If that holds true, the S-ICD could be the game-changer Burke and Cameron Health CEO Kevin Hykes believe it to be.
"I fail to see any niche for this device. It’s a broad spectrum device that’s actually beginning to expand, not the indications, but the application of ICDS to indicated populations that currently don’t get them," Burke told MassDevice.com yesterday afternoon in Beantown. "This is a huge issue. We need to do it. There’s a person dying every 13 seconds from sudden card death. Fifty percent of them know they have heart disease, but they don’t have a defibrillator because their doctors are afraid of putting a transvenous lead system in them – or they’re afraid to get a lead system. We need to change that paradigm and make [ICDs] an available system."

"It’s a very interesting device. It’s very nice. As a device, it seems to work well – it’s easy to implant, patients tolerate it well," Dr. Vivek Reddy of the Mount Sinai School of Medicine in New York told us today. "There are certainly going to be patients who are bad candidates for transvascular devices, but that’s a minority. The interesting question is, for the bigger potential population who could have a transvascular ICD, would this ICD be better? There are reasons to think it might. The most vulnerable part of the defibrillator is the lead. That’s why we have lead complications, we have fractures and shocks and articles in the New York Times.
"The point is that the devices do work, but they have significant rates of complications. If we could get around that with a subcutaneous, ICD, that would be a huge thing. The study I’d really like to see is a comparison between these 2 devices in most patients. It’s a very nice device, but it’s going to be for a select population. It’s not going to be for that 50% of the population or so that needs pacing," Reddy said.
Burke counters that the data from his IDE trial and from the Effortless registry show that, in fact, the device could address those under-served populations.
"If you really look at Effortless, you can see that the utilization of the device is actually broadening out to groups that are typically shunned, like the chronic renal failure group," he told us. "There’s a very high preponderance of chronic renal failure implants [in Effortless] and the data holds strong, in terms of safety and efficacy. Even in sicker populations, the complication rates hold at a very low rate over time."
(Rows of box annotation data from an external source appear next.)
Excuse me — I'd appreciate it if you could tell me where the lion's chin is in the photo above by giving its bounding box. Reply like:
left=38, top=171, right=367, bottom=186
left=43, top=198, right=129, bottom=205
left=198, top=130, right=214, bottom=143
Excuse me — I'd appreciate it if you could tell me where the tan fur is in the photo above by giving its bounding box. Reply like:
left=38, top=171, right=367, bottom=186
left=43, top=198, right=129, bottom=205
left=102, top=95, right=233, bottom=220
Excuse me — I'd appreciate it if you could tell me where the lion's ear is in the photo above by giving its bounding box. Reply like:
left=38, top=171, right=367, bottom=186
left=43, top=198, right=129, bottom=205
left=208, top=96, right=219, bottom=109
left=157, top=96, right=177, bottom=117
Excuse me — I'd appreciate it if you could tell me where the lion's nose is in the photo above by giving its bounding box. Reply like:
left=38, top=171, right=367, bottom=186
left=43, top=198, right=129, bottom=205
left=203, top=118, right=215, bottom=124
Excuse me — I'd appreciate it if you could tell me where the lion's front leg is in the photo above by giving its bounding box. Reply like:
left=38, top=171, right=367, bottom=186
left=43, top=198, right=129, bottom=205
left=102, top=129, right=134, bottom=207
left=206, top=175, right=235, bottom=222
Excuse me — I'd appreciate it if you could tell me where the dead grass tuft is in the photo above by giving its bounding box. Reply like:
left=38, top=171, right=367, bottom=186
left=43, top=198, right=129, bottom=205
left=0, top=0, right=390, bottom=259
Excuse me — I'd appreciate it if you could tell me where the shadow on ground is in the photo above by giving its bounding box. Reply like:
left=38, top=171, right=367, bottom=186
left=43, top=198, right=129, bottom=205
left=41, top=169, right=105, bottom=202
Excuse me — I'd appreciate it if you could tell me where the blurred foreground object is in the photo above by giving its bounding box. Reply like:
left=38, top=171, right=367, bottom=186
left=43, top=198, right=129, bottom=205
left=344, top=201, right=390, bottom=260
Other critics, including at least 1 competitor speaking to MassDevice.com on background, say the S-ICD is a niche device because it doesn’t provide anti-tachycardia pacing or anti-Bradycardia pacing. But Burke argued that the patient population that needs ATP is the real niche.
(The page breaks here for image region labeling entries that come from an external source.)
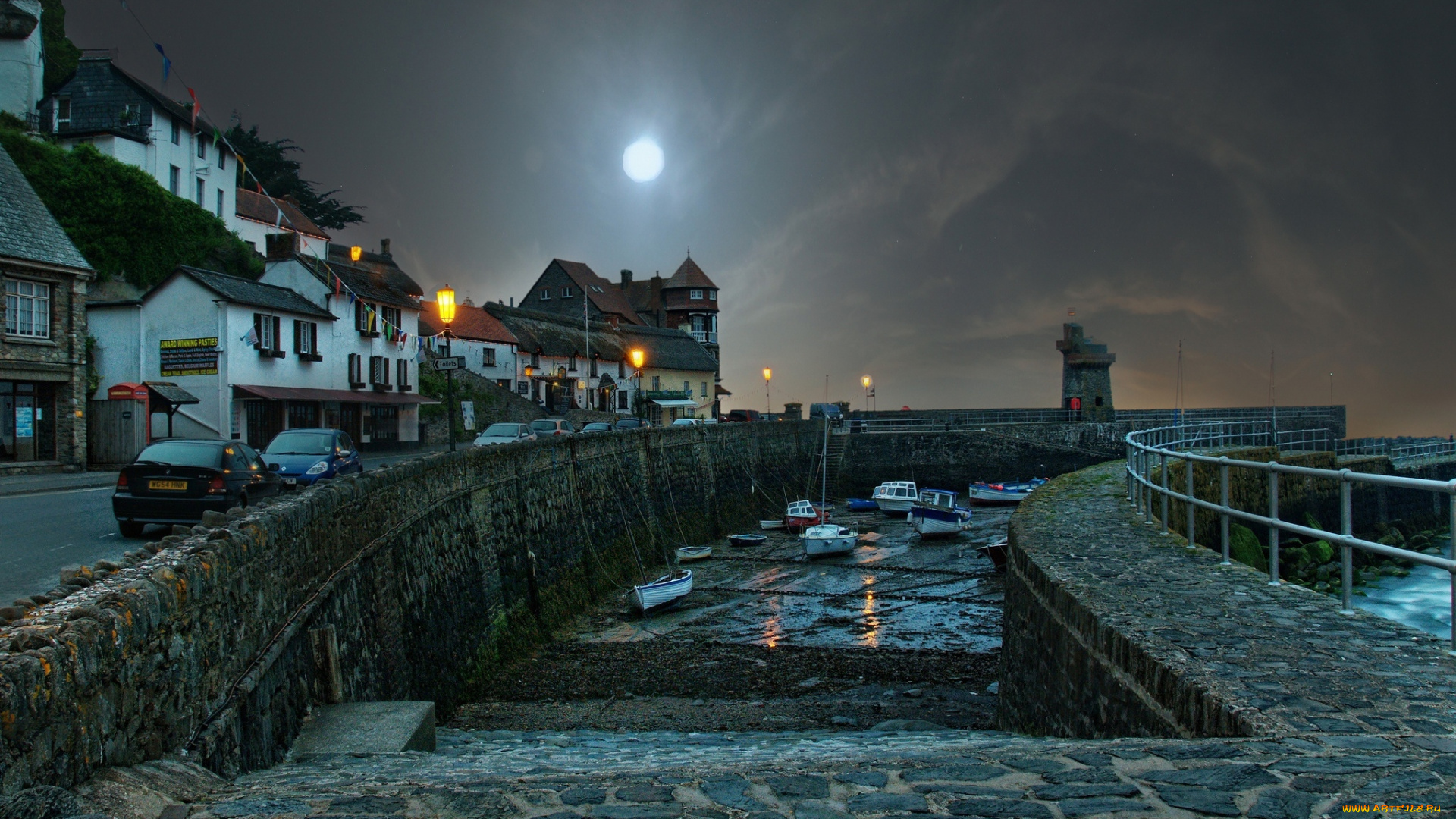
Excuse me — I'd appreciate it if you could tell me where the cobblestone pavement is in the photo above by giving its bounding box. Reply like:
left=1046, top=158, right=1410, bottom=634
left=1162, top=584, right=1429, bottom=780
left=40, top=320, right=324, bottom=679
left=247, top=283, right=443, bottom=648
left=191, top=723, right=1456, bottom=819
"There’s a place for ATP in a very small part of the population," he said. "Most cardiac arrests in the field are patients who have known cardiac disease, but their heart failure is not that bad, where they’re getting routine medical treatment. Those patients die of ventricular fibrillation, they don’t die of ventricular tachycardia.
"I guarantee you a patient doesn’t want a lead in their heart, and I can say that after enrolling 13% of the patients in this particular [IDE] trial, because I offered them both transvenous and subcutaneous – and not just subcutaneous versus transvenous, but versus subcutaneous in an IDE trial which has the patient taking on risk. It’s very clear that the patient populations understands this," Burke said.
For the last word, we turned to Dr. Hugh Calkin of Johns Hopkins University’s cardiology division, who’s the president-elect of the Heart Rhythm Society.
"No matter how you slice it, this is a game-changer. How much of the game is changed is unclear," Calkin told us. "But there’s a reason that Boston Scientific took their option to acquire this device at a very hefty price. And that’s because they realize, and I think everyone in the space realizes, this is very, very significant. This is a game-changer."